Credit risk funds, which are mandated to maintain significant exposure to lower-rated securities, were among the hardest hit. The category’s AUM plunged from ₹73,417 crore in 2018 to ₹21,098 crore in 2026, a decline of nearly 71 per cent. Although these funds continue to maintain the highest allocation to AA-and-below papers, their influence on the overall debt fund market has diminished sharply.

Credit risk funds and medium-duration funds saw the sharpest erosion in AUM among credit-heavy categories. Other categories such as low duration and dynamic bond did not see similar AUM erosion, but they still cut exposure to AA-and-below papers sharply over the period

Preference for high-quality debt

Investors increasingly favoured safety, liquidity and predictability over incremental yield. Categories associated with higher-quality portfolios, such as corporate bond funds, banking & PSU funds and money market funds, emerged as the biggest beneficiaries. Their AUM grew 207 per cent, 155 per cent and 359 per cent, respectively, over the past eight years.

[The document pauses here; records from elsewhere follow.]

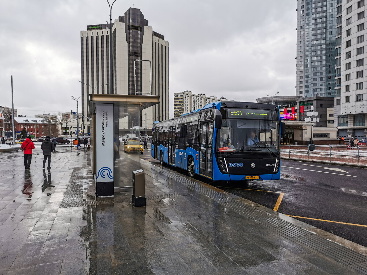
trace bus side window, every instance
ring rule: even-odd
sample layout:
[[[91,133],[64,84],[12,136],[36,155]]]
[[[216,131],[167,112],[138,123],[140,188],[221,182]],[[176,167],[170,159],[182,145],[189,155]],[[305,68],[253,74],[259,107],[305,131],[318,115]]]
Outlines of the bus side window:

Fund managers also changed their approach. For schemes that had relied on lower-rated bonds to generate incremental returns, liquidity and portfolio quality became the primary focus. Even categories such as medium-duration, dynamic bond and short-duration funds sharply reduced exposure to lower-rated issuers. The average allocation to AA-and-below papers in medium-duration funds fell from 35 per cent in April 2018 to 27 per cent in April 2026. Low-duration funds reduced such exposure from 12 per cent to 5 per cent, while dynamic bond and short-duration funds cut it from 8 per cent to 4 per cent.

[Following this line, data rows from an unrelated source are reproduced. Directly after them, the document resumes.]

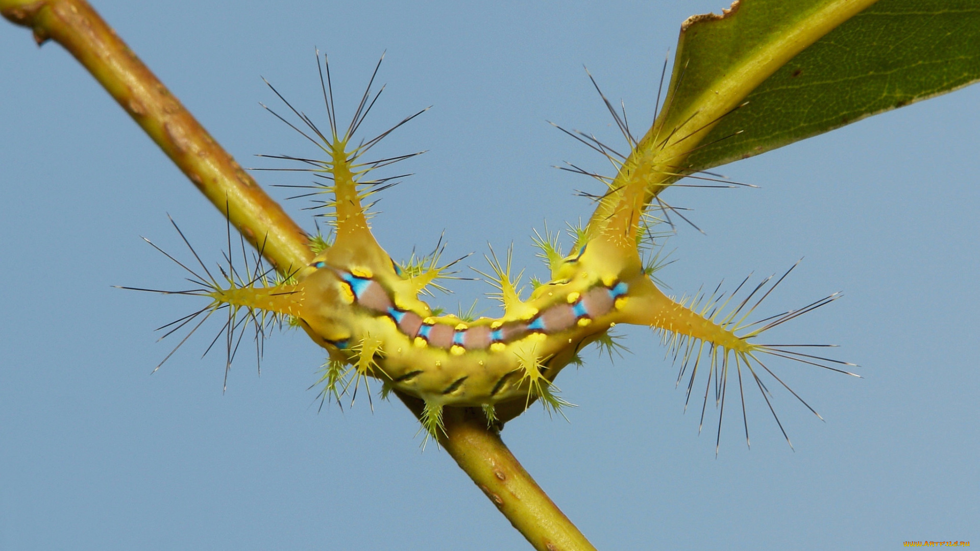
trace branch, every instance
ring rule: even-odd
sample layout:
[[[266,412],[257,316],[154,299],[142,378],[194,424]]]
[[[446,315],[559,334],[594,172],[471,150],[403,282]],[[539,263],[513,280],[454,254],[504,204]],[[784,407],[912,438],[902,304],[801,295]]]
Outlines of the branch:
[[[279,272],[313,259],[305,231],[246,174],[84,0],[0,0],[0,14],[72,53]],[[399,394],[421,413],[417,398]],[[595,551],[476,408],[446,408],[440,444],[540,551]]]
[[[164,153],[280,273],[314,255],[306,232],[259,187],[84,0],[0,0],[0,13],[53,39],[95,76]]]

Credit risk funds also saw their reported allocation to AA-and-below papers fall to about 55 per cent over the past eight years. This should be read with some caution. Portfolio-disclosure numbers are calculated on total scheme assets, while regulatory allocation requirements and liquidity buffers may use different bases. Post-2020 liquidity-risk rules also pushed debt schemes to maintain a minimum liquidity cushion, making reported AA-and-below exposure lower than earlier periods.

Increase in AA-and-below allocation

Yet the latest data hint at a notable shift. After reaching a low of 2.3 per cent of assets in 2025, lower-rated exposure increased to 3.1 per cent in 2026. In value terms, exposure rose from ₹37,610 crore to ₹55,059 crore.

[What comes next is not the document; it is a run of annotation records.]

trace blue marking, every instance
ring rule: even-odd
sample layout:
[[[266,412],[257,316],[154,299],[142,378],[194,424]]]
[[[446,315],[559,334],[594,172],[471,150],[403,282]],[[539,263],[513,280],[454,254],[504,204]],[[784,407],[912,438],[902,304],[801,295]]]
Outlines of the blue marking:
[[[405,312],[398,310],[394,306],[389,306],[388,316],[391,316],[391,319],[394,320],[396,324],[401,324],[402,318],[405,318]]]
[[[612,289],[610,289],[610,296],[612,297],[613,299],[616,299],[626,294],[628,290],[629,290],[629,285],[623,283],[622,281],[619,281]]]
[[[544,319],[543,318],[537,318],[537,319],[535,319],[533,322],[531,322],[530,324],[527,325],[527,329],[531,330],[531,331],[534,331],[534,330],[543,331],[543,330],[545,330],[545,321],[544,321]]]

Several medium-duration, dynamic bond and credit risk schemes raised allocations to AA-and-below securities. At the fund level, the shift is even more pronounced. Schemes that significantly increased exposure include Aditya Birla Sun Life Dynamic Bond Fund, SBI Medium to Long Duration Fund and SBI Medium Duration Fund (see tables).

This revival looks more like a calibrated shift than a return to aggressive risk-taking. The rise is visible in select schemes rather than across the entire debt fund universe. Fund managers appear to be adding credit exposure selectively for incremental yield, even as overall exposure to AA-and-below papers remains far below the levels seen before the credit events of 2018-20.

What it means for investors

The era of aggressive yield-chasing through lower-rated bonds is unlikely to return anytime soon, with fund managers now prioritising capital protection. While credit risk is making a comeback as a source of alpha, it comes with higher volatility, making it crucial for investors to assess portfolio quality rather than focusing solely on returns.

Category selection remains critical. Corporate bond funds and banking & PSU funds offer relative safety, while credit-oriented funds demand a higher risk appetite and greater patience. The lessons from past credit events remain fresh, and both fund managers and investors appear determined not to repeat earlier mistakes.